Na última sexta, fiz mais duas tatuagens porque me apaixonei à primeira vista: uma cafeteira italiana e uma xicrinha, lindas. Mandei as fotos para a Fefê, uma grande amiga que mora longe, que achou os desenhos “a minha cara”, e explicou: “Agora toda vez que tomo café me lembro de você, e em tantos que a gente tomou, em tantos lugares.. rindo, chorando, falando, em silêncio. Me bate um saudosismo.” E eu também me lembrei dos tantos cafés que tomamos, em tantas fases da vida, em tantos estados emocionais, em tantos dias diferentes. Um filminho.
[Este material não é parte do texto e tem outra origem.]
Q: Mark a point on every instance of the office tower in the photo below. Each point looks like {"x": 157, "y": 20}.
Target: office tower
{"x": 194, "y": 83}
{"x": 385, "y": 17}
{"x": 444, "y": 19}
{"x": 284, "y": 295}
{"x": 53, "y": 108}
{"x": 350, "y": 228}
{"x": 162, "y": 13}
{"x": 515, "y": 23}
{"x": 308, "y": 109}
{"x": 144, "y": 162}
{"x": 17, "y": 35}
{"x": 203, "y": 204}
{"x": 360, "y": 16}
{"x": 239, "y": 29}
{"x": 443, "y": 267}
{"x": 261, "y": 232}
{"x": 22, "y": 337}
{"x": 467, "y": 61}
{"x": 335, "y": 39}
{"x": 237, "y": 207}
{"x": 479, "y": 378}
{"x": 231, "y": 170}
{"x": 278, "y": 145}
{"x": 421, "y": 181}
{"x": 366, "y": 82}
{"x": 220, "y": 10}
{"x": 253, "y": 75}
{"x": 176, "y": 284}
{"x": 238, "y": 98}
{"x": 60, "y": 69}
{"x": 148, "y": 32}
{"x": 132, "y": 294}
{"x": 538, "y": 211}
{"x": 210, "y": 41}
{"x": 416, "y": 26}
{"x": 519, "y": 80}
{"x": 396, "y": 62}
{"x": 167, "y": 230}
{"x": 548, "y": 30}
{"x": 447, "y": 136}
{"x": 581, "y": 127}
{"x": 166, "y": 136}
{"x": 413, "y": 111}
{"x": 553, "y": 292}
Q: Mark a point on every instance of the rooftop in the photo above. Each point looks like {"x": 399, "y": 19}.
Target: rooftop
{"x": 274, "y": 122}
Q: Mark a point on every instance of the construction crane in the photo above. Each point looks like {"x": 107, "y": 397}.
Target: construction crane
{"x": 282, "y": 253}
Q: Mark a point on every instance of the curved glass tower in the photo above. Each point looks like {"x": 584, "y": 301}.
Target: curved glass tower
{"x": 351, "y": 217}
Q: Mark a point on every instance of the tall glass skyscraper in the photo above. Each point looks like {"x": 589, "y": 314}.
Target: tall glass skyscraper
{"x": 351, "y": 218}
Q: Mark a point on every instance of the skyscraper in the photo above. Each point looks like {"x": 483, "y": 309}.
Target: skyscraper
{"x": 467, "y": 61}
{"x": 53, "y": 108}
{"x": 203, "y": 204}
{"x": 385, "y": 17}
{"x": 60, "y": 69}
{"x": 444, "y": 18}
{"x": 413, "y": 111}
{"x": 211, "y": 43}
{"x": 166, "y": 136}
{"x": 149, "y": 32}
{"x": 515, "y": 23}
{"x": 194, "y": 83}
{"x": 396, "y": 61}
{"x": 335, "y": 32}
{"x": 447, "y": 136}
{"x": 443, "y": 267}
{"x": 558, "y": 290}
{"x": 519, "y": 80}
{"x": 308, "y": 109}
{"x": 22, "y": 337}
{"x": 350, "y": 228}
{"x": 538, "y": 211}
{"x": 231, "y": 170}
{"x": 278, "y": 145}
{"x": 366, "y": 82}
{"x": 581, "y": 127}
Então, apesar de tanta porrada, tanto direito negado, tanta violência, tanto assédio e tanta luta ainda pela frente neste tornar-se mulher diário… eu desejo, de coração, que todas do mundo tenham alguma mulher que a faça sorrir, respirar fundo e ir em frente, cada vez mais fortes. Como eu, a Fefê e nosso café. A vida é tão boa que sou cercada por um exército inabalável delas – com ou sem café -, que me tornam melhor, mais segura, mais bonita e mais corajosa. Mais mulher.

Vamos juntas, meninas. E alguém por favor avise aos bodes que as cabras estão soltas e indomáveis.